Ask HN: What's your favourite non-US movie/series and why? - yesenadam
Preferably non-USA, preferably not in English. They&#x27;re already vastly overrepresented in online lists. Your favourite, or maybe top 3, and why. Thank you!
======
yesenadam
_Die Wand_ ( _The Wall_ , 2012, Austria) - A woman on holiday in the mountains
is suddenly trapped behind an invisible wall, with only animals as
companions... The movie goes deep into human nature, how we live with nature
and other life forms, and is comparably profound with the best writing on
those subjects. Incredible.

 _The Sea That Thinks_ (2000, Netherlands) - About the self, self-reference,
meta-(meta-meta-)narrative, consciousness, illusion.. Wonderfully well-
constructed.

2 of Kurosawa's: _Dersu Uzala_ (1974), the story of the friendship of a
Russian military map-maker and a Siberian hunter. Fascinating encounter of
city man and nomadic hunter, two incompatible modes of living. (I think Yoda
is based on Dersu, as _Star Wars_ was based on _Hidden Fortress_ ) ..and
_Ikiru_ (1952), about a boring goverment office worker who learns he's dying
and wants to do something meaningful with his life at last.

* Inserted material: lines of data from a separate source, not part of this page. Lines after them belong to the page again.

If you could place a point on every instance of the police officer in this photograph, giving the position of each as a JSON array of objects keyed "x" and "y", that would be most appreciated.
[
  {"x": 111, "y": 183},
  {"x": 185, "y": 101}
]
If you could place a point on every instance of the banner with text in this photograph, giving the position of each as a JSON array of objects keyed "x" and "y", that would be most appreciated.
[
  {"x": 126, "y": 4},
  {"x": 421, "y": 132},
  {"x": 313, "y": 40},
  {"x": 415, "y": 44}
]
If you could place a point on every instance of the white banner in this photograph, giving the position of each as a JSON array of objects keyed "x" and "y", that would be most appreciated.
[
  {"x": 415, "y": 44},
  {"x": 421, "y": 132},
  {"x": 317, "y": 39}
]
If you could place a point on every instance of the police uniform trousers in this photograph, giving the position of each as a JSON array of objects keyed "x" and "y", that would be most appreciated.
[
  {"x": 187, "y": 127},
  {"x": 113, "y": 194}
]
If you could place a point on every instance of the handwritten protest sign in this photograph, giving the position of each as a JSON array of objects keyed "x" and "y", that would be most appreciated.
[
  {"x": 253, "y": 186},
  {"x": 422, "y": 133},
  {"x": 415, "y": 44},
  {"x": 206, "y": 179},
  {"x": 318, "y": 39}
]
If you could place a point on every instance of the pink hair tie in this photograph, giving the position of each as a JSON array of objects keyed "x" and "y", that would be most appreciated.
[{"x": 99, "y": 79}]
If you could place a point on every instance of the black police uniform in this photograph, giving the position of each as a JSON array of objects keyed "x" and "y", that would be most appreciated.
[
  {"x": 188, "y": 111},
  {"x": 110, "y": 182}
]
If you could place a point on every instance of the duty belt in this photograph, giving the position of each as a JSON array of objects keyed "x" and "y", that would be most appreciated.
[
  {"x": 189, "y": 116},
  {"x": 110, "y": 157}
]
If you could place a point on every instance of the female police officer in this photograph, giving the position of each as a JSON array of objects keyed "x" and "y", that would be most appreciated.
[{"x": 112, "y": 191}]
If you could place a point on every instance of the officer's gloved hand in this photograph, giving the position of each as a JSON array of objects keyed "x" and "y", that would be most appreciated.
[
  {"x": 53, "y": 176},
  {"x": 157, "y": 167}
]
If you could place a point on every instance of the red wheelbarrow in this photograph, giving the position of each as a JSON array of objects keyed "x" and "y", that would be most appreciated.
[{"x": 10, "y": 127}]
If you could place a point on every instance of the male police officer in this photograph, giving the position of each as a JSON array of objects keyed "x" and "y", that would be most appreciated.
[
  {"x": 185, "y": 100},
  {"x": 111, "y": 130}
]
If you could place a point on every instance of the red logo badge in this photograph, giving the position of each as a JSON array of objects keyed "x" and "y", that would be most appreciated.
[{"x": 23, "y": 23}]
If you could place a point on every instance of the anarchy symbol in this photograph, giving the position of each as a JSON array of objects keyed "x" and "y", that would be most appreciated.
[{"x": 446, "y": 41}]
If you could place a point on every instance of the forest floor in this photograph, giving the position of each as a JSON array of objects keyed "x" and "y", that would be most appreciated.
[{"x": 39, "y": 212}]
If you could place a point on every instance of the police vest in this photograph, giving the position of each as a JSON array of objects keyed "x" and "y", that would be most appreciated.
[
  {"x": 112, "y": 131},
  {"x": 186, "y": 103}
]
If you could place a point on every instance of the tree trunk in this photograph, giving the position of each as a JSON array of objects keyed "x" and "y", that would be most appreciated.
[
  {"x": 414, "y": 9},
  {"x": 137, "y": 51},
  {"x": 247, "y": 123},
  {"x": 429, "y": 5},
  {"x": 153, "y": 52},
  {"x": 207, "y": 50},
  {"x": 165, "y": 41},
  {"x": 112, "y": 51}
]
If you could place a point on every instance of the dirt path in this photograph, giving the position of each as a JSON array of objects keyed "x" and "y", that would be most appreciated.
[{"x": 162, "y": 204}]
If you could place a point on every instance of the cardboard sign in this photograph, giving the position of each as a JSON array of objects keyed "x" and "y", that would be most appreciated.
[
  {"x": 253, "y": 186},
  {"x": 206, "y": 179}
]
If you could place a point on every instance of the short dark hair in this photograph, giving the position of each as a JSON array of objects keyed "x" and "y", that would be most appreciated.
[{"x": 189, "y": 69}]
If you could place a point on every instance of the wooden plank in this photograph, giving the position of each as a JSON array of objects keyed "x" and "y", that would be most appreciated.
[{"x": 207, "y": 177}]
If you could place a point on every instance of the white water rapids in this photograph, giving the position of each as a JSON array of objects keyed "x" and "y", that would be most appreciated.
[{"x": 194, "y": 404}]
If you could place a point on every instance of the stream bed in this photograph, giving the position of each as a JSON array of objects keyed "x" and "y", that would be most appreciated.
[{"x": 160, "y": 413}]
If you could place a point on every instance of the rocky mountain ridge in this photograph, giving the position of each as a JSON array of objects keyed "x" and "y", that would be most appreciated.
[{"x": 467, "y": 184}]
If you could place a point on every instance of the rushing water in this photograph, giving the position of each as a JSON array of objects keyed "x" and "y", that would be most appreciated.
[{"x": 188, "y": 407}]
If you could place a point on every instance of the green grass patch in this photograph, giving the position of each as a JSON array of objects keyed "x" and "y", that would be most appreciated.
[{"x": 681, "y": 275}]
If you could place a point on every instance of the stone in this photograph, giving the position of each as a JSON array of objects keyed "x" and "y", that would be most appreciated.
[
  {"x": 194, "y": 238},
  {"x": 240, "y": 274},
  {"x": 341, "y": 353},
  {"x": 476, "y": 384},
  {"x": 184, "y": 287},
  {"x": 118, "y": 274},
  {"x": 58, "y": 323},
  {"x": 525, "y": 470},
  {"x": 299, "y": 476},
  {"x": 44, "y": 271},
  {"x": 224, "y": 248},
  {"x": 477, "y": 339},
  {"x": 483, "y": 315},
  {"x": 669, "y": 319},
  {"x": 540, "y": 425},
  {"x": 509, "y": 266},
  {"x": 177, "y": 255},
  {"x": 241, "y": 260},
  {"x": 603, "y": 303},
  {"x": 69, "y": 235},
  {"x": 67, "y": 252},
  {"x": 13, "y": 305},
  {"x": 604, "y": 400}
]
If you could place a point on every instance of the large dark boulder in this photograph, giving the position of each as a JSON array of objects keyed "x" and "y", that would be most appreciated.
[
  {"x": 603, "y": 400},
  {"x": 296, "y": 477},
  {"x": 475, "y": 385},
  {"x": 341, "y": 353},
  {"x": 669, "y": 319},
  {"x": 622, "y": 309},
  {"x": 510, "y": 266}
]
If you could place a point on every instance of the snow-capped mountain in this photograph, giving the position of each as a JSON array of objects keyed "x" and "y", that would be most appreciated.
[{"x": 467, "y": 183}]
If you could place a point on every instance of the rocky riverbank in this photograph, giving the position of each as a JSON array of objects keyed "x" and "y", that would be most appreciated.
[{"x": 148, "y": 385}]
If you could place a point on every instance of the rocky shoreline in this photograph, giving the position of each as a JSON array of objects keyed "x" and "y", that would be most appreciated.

Series: My favourites are from France ( _Engrenages_ , _Les hommes de l’ombre_
, _Le Bureau des Légendes_ , _Un Village Français_ ) and Denmark ( _Borgen_ ,
_Arvingerne_ , _Herrens veje_ / _Ride Upon the Storm_ ). Maybe _Un Village
Français_ gets my top vote, the epic (7 seasons) story of a French village
under Nazi occupation - the politicians, Resistance, communists, militia,
Nazis, collaborators, Jews, businessmen etc. Unforgettably touching.